State Legislatures Back in SessionAs we celebrate the new year, many state legislatures across the nation are convening their legislative sessions. AAO-HNS “state trackers” should watch for legislative reports in their email. Reports are sent daily, but will include updates only on bills that are newly introduced, amended, scheduled for a hearing, or receiving a floor vote. If you are concerned you may not be receiving reports, please email email@example.com.
State trackers should also prepare for our next legislative conference call on January 22. The goals of the conference call series are to help educate state trackers, provide a forum to identify national trends, and receive input on the specific needs of each state. The calls last about one hour and will be limited to participants in the state tracking program and state society staff. Trackers will receive an email with the time and login information for the conference call.

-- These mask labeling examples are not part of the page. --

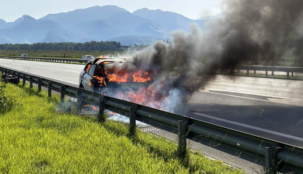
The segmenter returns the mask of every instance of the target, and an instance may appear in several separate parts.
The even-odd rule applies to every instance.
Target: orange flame
[[[96,106],[93,106],[91,105],[88,104],[85,105],[85,107],[92,107],[92,109],[93,110],[97,110],[97,108],[96,108]]]
[[[105,83],[105,81],[104,81],[104,78],[99,76],[94,76],[92,78],[92,79],[91,79],[90,81],[89,81],[89,84],[88,85],[89,85],[90,86],[92,86],[92,81],[93,79],[96,79],[100,82],[100,86],[102,86],[104,84],[105,85],[106,85],[106,84]]]
[[[116,113],[116,112],[108,112],[108,114],[109,114],[110,115],[120,115],[119,114],[118,114],[117,113]]]
[[[148,71],[144,72],[141,70],[134,73],[133,78],[135,82],[146,82],[152,79],[148,76]]]

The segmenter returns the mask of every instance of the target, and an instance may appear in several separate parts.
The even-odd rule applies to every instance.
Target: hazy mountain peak
[[[6,23],[6,22],[5,21],[4,21],[3,19],[0,19],[0,25],[4,24]]]
[[[208,20],[211,19],[219,19],[224,17],[225,16],[226,14],[226,12],[223,11],[221,13],[213,16],[210,15],[208,16],[203,16],[203,17],[201,17],[198,19],[198,20],[201,21],[201,20]]]

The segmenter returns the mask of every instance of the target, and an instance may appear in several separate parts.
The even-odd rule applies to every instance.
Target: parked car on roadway
[[[92,60],[95,59],[95,58],[91,55],[84,55],[81,59],[85,59],[86,60]]]
[[[135,91],[140,87],[147,86],[152,82],[148,77],[146,81],[134,82],[133,79],[126,80],[125,76],[115,74],[107,67],[111,64],[122,63],[124,59],[97,58],[87,63],[80,73],[79,88],[86,90],[114,96],[117,92]],[[125,74],[123,75],[125,75]],[[115,81],[115,78],[122,81]],[[122,77],[123,76],[123,77]],[[132,76],[130,76],[132,78]]]

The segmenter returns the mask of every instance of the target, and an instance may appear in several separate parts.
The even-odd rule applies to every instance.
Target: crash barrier
[[[98,106],[98,120],[105,121],[103,114],[107,109],[129,118],[129,131],[135,133],[138,120],[172,132],[178,135],[178,154],[184,158],[187,151],[186,138],[199,142],[264,166],[267,173],[302,173],[303,149],[286,144],[216,125],[179,115],[167,112],[107,96],[68,85],[66,82],[8,67],[0,68],[2,74],[10,74],[38,84],[61,94],[61,101],[67,95],[77,99],[81,108],[85,103]]]
[[[268,71],[271,72],[271,75],[274,75],[275,71],[285,72],[286,73],[287,77],[289,78],[289,73],[291,73],[291,77],[294,77],[294,72],[303,73],[303,68],[298,67],[287,67],[283,66],[255,66],[251,65],[238,65],[236,66],[235,69],[238,70],[240,72],[240,70],[246,70],[246,76],[249,76],[249,70],[254,70],[254,74],[256,74],[256,71],[265,71],[265,76],[268,77]]]
[[[0,56],[0,58],[24,60],[35,60],[53,62],[62,62],[63,63],[86,63],[89,60],[81,59],[58,59],[55,58],[44,58],[43,57],[18,57],[14,56]]]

Thank you to all AAO-HNS members who have already volunteered to fill this important role! If you are interested in becoming a state tracker in your state, please email firstname.lastname@example.org. It’s that time of year again—a time for fresh starts and new perspectives, right? If only that thought rang true for Congress. As the second session of the 113th Congress convenes this month, we find that not much has changed and the ideological divide that paralyzed the nation’s capital for several weeks last October is still alive.
This month, Congress would have faced the first of two critical deadlines put in place by the “compromise” that ended last fall’s government shutdown. Congressional leaders had set a January 15 deadline to develop a framework for funding the government. However, in mid-December, U.S. Representative Paul Ryan (R-WI) and U.S. Senator Patty Murry (D-WA) announced that a two-year budget deal had been reached. Included as an amendment to this bill was language to halt (for three months) the 20+ percent cut in Medicare physician payments scheduled for January 1, 2014. Instead, physicians will receive a .5 percent positive increase during that time. This payment “bridge” is intended to avoid payment disruptions as Congress completes its work on permanent SGR repeal legislation early next year. The budget compromise, including the SGR “bridge,” was passed (332-94) by the U.S. House of Representatives on December 12, and, at the writing of this article, the U.S. Senate was scheduled to consider the legislation sometime during the week of December 16.
Looking to next month, Congress will again contend with increasing the nation’s borrowing capacity, with the February 7 deadline capping what could well become an extremely contentious start to the year. Several key issues—including changes to entitlement programs, and tax reform—remain focal points for the negotiations. In addition, implementation of the Affordable Care Act and general healthcare reform efforts will likely also remain recurring themes as Congressional leaders again attempt to find common ground regarding the aforementioned issues.
The ease—or pain—by which these two early deadlines are addressed will undoubtedly be woven into the election-year rhetoric that will begin taking center stage as the primary season for the 2014 mid-term elections gets underway. So, unfortunately, 2014 is poised to be yet another year that lacks substantial legislative activity, with the outcome of this year’s elections largely determining the outlook for Congressional comity versus continued contentiousness through 2016.